8. In an apparatus for perforating a subterranean formation penetrated by a well bore comprised of at least one encapsulated shaped charge connected to a detonating cord and held in said well bore adjacent said subterranean formation by a charge carrier, the improvement whereby said encapsulated shaped charge can optionally be held by a wire or metal strip charge carrier comprising:

said encapsulated shaped charge having a capped discharge end and an ignition end, the ignition end including an extension providing cavities for containing opposed portions of a pair of wires of a wire carrier;

said capped discharge end including a threaded extension whereby said encapsulated shaped charge can optionally be threadedly attached to a complementary threaded opening in a metal strip carrier and held at a desired position within said well bore thereby; and

a wire carrier adapter nut threadedly attached to said capped discharge end extension, said adapter nut providing cavities for containing opposed portions of an additional pair of wires whereby said encapsulated shaped charge can be attached to a four-wire carrier and held at a desired position within said well bore thereby.

9. The perforating apparatus of claim 8 wherein said ignition end extension is comprised of a substantially cylindrical protuberance having a recess in the periphery thereof which forms said cavities therein.

10. The perforating apparatus of claim 9 wherein said wire carrier adapter nut includes an annular recess in the periphery thereof which forms said cavities therein.

11. The perforating apparatus of claim 10 wherein said ignition end extension is further characterized to include a passage formed therein to which said detonating cord is connected.

12. The perforating apparatus of claim 11 wherein said detonating cord is connected to said passage by passing therethrough.

13. The perforating apparatus of claim 8 wherein said encapsulated shaped charge is substantially cylindrical.

14. The perforating apparatus of claim 13 wherein said ignition end extension and said capped discharge end extension are positioned coaxially.

15. In an apparatus for perforating a subterranean formation penetrated by a well bore comprising a plurality of encapsulated substantially cylindrical shaped charges serially connected by a detonating cord and held in spaced relationship one above the other by a charge carrier, the improvement whereby said encapsulated shaped charges can optionally be held by a wire or metal strip carrier comprising:

each of said encapsulated shaped charges having a capped discharge end and an ignition end, the ignition end including an extension providing cavities for containing opposed portions of two wires of a four-wire carrier;

said capped discharge ends of each of said encapsulated shaped charges including a threaded extension whereby said encapsulated shaped charge can optionally be threadedly attached to a complementary threaded opening in a metal strip carrier and held at a desired position within said well bore thereby; and

each of said encapsulated shaped charges including a wire carrier adapter nut threadedly attached to said threaded capped discharge end extension providing cavities for containing opposed portions of two additional wires of said four-wire carrier whereby said encapsulated shaped charge can be attached to a four-wire carrier and held at a desired position within said well bore thereby.

16. The perforating apparatus of claim 15 wherein said ignition end extensions of said encapsulated shaped charges are each comprised of a substantially cylindrical protuberance having an annular recess in the periphery thereof which forms said cavities therein.

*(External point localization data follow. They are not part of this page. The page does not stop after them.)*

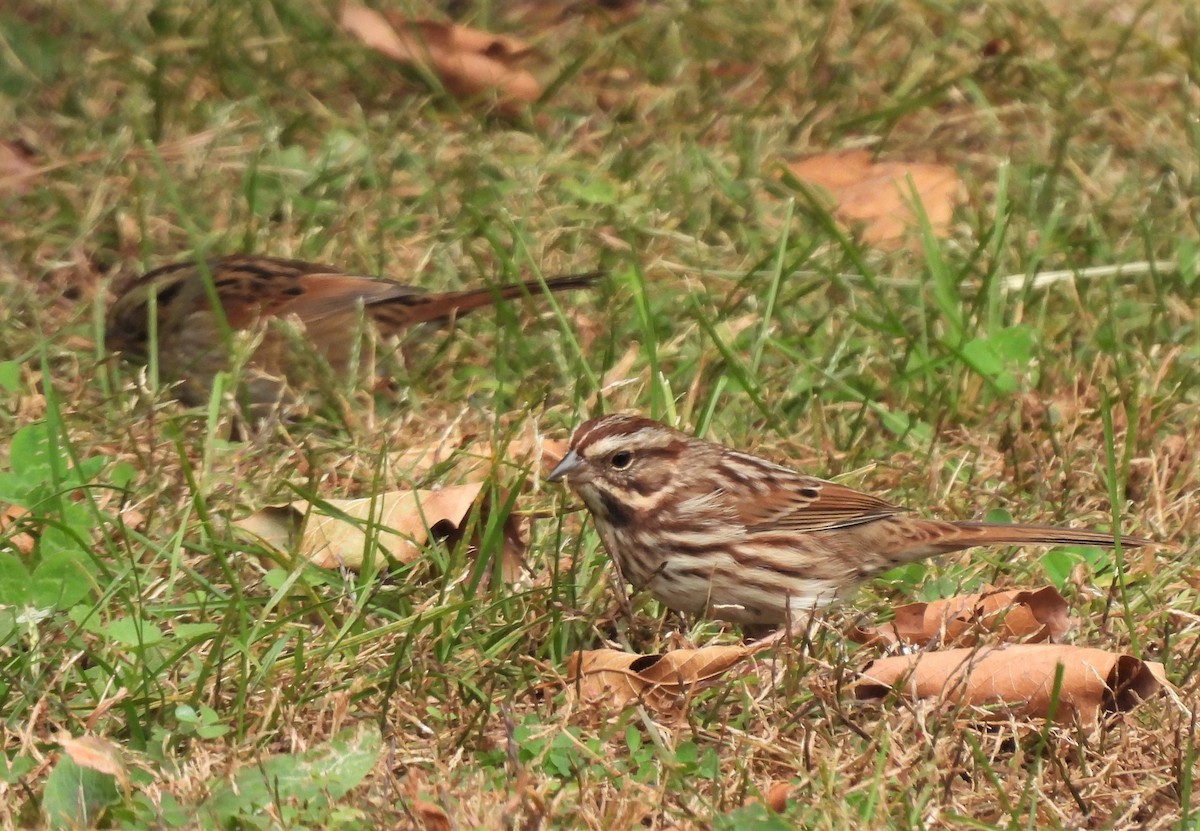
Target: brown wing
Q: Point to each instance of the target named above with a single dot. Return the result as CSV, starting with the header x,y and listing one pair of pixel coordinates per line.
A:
x,y
310,291
808,503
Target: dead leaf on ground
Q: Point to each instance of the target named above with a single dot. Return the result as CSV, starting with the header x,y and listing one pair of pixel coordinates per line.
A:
x,y
466,60
615,679
1017,614
879,196
1019,680
336,533
474,459
431,817
17,168
97,754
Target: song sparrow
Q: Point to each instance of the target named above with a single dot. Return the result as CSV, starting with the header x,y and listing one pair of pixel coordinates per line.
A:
x,y
253,292
709,530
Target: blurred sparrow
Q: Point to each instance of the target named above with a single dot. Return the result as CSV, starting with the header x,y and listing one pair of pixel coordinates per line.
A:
x,y
192,317
721,533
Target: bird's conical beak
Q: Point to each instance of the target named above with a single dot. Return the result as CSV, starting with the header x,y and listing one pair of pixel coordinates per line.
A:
x,y
569,462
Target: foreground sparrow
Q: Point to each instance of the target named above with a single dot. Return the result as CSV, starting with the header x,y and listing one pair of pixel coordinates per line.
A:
x,y
253,291
726,534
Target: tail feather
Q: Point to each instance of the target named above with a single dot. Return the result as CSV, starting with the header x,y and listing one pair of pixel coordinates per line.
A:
x,y
991,533
474,298
912,538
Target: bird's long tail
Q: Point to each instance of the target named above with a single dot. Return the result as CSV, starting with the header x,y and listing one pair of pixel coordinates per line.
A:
x,y
460,303
927,538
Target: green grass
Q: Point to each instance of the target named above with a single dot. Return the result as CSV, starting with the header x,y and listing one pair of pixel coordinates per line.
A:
x,y
735,308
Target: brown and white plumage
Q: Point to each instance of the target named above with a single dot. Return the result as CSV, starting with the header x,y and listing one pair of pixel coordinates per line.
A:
x,y
253,291
718,532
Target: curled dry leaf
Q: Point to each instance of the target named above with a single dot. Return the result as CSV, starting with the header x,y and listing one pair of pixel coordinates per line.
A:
x,y
97,754
336,533
431,817
610,677
879,196
466,60
1015,614
1019,680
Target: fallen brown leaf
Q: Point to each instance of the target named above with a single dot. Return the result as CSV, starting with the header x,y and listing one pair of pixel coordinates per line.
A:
x,y
616,679
431,817
1015,614
879,196
466,60
335,533
17,169
1019,680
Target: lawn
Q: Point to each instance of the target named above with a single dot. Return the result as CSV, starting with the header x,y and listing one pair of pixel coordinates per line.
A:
x,y
1033,356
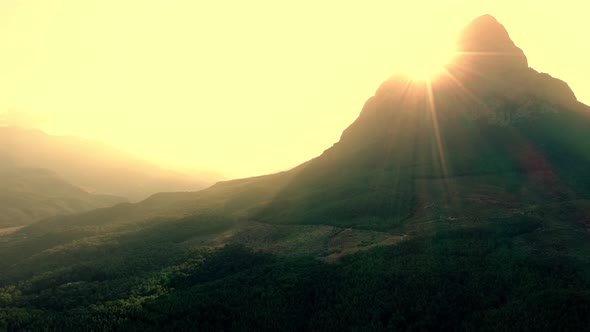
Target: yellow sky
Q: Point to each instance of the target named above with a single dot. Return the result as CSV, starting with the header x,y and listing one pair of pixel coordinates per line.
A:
x,y
243,87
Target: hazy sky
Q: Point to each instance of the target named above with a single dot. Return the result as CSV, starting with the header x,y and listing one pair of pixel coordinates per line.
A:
x,y
242,87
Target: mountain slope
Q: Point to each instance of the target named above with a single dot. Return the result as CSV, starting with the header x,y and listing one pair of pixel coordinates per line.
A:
x,y
456,204
28,195
92,166
490,130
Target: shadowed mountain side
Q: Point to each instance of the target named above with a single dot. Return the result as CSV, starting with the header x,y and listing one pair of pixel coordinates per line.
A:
x,y
28,195
451,205
485,140
95,167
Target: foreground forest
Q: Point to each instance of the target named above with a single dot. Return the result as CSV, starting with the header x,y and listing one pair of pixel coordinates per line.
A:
x,y
513,274
438,210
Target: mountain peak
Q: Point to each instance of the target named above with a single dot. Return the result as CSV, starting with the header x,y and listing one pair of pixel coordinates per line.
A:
x,y
485,43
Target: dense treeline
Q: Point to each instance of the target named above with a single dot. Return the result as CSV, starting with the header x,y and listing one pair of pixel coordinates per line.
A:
x,y
511,274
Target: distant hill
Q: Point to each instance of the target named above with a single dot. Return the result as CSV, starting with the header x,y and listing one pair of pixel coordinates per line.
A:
x,y
28,195
460,204
94,167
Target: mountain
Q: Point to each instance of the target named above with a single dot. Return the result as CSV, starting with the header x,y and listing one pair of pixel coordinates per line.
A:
x,y
28,195
95,167
460,203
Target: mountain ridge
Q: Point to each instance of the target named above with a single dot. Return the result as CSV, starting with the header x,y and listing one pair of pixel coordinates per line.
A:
x,y
446,205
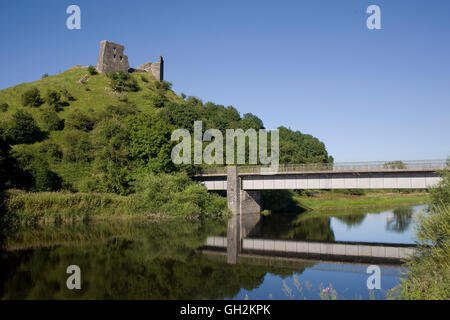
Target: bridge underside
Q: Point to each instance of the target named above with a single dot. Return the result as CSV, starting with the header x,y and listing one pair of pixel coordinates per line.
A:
x,y
244,191
339,180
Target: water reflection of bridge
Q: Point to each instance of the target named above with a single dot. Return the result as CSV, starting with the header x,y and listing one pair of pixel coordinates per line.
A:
x,y
242,241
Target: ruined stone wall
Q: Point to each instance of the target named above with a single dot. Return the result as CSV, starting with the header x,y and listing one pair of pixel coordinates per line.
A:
x,y
155,68
112,58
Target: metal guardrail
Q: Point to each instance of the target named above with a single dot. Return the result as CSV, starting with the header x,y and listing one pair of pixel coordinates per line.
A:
x,y
344,166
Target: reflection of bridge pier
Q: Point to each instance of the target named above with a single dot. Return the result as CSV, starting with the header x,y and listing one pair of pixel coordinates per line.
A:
x,y
239,227
242,239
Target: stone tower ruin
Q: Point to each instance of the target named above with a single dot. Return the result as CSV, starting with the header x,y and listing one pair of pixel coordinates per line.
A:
x,y
155,68
112,58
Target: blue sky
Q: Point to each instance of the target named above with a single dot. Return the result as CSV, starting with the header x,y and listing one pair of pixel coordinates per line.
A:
x,y
309,65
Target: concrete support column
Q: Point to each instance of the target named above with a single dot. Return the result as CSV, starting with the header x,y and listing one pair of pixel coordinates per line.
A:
x,y
234,239
251,201
241,201
233,189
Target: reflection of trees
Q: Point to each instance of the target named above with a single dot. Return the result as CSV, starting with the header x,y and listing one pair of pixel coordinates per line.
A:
x,y
352,219
144,261
401,219
288,226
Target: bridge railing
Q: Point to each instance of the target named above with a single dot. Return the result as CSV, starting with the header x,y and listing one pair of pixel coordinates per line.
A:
x,y
344,166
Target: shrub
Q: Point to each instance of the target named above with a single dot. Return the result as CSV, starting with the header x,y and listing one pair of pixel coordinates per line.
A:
x,y
4,107
441,193
163,85
23,128
45,179
121,110
157,100
39,176
144,78
51,120
177,195
79,121
78,148
32,98
53,98
92,70
66,94
429,276
50,150
122,81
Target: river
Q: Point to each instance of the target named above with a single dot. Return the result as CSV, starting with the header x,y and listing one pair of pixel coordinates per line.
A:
x,y
167,260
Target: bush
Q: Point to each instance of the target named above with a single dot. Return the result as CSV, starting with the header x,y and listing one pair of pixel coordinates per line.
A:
x,y
23,129
92,70
157,100
50,150
66,94
53,98
441,193
121,81
35,164
79,121
32,98
163,85
4,107
78,148
51,120
429,274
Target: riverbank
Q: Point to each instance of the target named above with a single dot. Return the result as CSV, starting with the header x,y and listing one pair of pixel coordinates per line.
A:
x,y
47,208
333,201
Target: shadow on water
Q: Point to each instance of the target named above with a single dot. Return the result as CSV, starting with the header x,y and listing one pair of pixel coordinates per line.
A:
x,y
164,260
401,220
125,260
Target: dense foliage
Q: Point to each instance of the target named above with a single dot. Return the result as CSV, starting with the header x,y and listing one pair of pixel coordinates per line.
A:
x,y
108,132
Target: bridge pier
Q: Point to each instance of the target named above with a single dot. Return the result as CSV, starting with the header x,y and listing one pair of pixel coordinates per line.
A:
x,y
241,201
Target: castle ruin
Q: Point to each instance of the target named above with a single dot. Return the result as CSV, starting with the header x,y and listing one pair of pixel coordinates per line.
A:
x,y
112,58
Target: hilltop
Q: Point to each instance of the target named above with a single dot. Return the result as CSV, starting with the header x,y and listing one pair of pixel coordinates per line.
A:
x,y
95,132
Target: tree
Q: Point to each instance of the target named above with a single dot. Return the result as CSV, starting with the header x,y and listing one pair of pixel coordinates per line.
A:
x,y
79,121
150,142
23,128
32,98
53,98
92,70
51,120
296,147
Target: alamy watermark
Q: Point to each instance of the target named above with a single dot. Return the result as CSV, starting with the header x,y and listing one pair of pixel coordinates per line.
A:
x,y
213,153
74,20
74,280
374,281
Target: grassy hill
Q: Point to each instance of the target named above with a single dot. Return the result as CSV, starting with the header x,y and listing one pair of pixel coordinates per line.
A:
x,y
92,96
86,131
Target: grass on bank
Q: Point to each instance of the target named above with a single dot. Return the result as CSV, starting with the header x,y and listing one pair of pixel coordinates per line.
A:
x,y
332,201
429,271
158,197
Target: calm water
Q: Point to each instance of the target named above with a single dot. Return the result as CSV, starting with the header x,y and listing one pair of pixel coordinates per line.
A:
x,y
145,260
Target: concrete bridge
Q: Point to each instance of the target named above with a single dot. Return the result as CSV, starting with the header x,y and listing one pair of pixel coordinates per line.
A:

17. The perforating apparatus of claim 16 wherein each of said wire, carrier adapter nuts includes an annular recess in the periphery thereof which forms said cavities therein.

18. The perforating apparatus of claim 15 wherein each of said encapsulated shaped charges includes a passage formed in the ignition end extension thereof to which said detonating cord is connected.

19. The perforating apparatus of claim 18 wherein said detonating cord is connected to said passage by passing therethrough.

20. The perforating apparatus of claim 19 wherein said ignition end extension and said capped discharge end extension are positioned coaxially.